The state’s top budget official has raised his estimate of the budget hole lawmakers will have to fill: The total shortfall is now $1.3 billion — more than one-third larger than previous estimates.
The new figure represents a 34 percent increase over the previous deficit estimate of $969 million and echoes the Senate Ways and Means Committee chairman’s outlook, which pegged the shortfall at $1.2 billion.

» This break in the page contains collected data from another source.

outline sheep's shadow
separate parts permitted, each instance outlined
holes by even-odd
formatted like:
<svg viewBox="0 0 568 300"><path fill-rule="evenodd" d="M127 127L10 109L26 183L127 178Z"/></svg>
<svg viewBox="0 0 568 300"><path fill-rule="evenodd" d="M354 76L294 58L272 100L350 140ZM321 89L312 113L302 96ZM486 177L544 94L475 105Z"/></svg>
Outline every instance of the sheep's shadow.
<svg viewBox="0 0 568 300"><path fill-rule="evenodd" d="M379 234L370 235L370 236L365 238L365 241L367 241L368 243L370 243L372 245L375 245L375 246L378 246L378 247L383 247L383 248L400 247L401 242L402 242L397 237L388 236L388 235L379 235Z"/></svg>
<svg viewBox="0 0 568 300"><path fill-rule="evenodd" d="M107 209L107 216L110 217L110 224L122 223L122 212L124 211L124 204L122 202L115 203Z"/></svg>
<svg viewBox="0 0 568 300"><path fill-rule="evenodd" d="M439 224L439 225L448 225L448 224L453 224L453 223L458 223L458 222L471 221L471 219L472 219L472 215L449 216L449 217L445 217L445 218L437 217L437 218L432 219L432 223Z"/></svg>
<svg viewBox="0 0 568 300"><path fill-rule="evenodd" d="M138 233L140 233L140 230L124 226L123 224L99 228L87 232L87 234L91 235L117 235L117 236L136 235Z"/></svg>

Kalbert Young, director of the Department of Budget and Finance, told Civil Beat, that Gov. Neil Abercrombie’s administration is “being prudent” by assuming a negative 2 percent growth in tax revenues for the year ending June 30.
That differs from the Council on Revenues‘ March 10 forecast of positive 0.5 percent growth, which came out just hours before the devastating Japan earthquake and tsunami hit. At the council’s last meeting, chairman Paul Brewbaker noted that the projection assumes a range of +/- 2 percent.
Young’s new estimate creates sticky situation for lawmakers. By statute, legislators have to base their budget on the Council on Revenues’ projections. The council, which normally meets quarterly, will hold a March 29 to reconsider its forecast at the request of Gov. Neil Abercrombie.
“The $1.3 billion deficit is based on a revenue trajectory of (minus) 2.0 percent,” Young told Civil Beat via email on Thursday. “The administration is being prudent in examining what degrees of adaptation is necessary should the actual rate of revenue growth be somewhat less than the Council’s specific growth number.”
Based on the Abercrombie administration’s estimate of negative 2 percent growth in the current fiscal year, Young said the shortfall breaks down to:
Fiscal Year | Shortfall |
---|---|
2011 | $232 million |
2012 | $556 million |
2013 | $515 million |
Total | $1.3 billion |
Young said he thinks the 0.5 percent growth estimate is too optimistic.
“In order to achieve a 0.5 percent rate of growth, the State would have to collect greater than approximately $405 million in each month of the last four months of this fiscal year,” Young said. “Looking back at the rate of collections for the last 15 years for the State, the State has not collected (more than) $400 million in more than two consecutive months. Furthermore, looking at the rate of revenue receipts for the last four months of the previous fiscal year (FY10) when the State withheld tax return payments, even then, the average monthly revenue rate in each of the last four months was only approximately $389 million.”
The Senate Ways and Means committee will hold its first on the state budget Monday, using as the starting point. That version calls for $10.98 billion in spending in fiscal 2012 and $10.97 billion in fiscal 2013.
Sen. David Ige, chair of Ways and Means, also has said he thinks the Council on Revenues’ forecast is too optimistic. Ige told Civil Beat last week he predicts the deficit will top $1.2 billion, triggering even more spending cuts and potentially bigger tax hikes.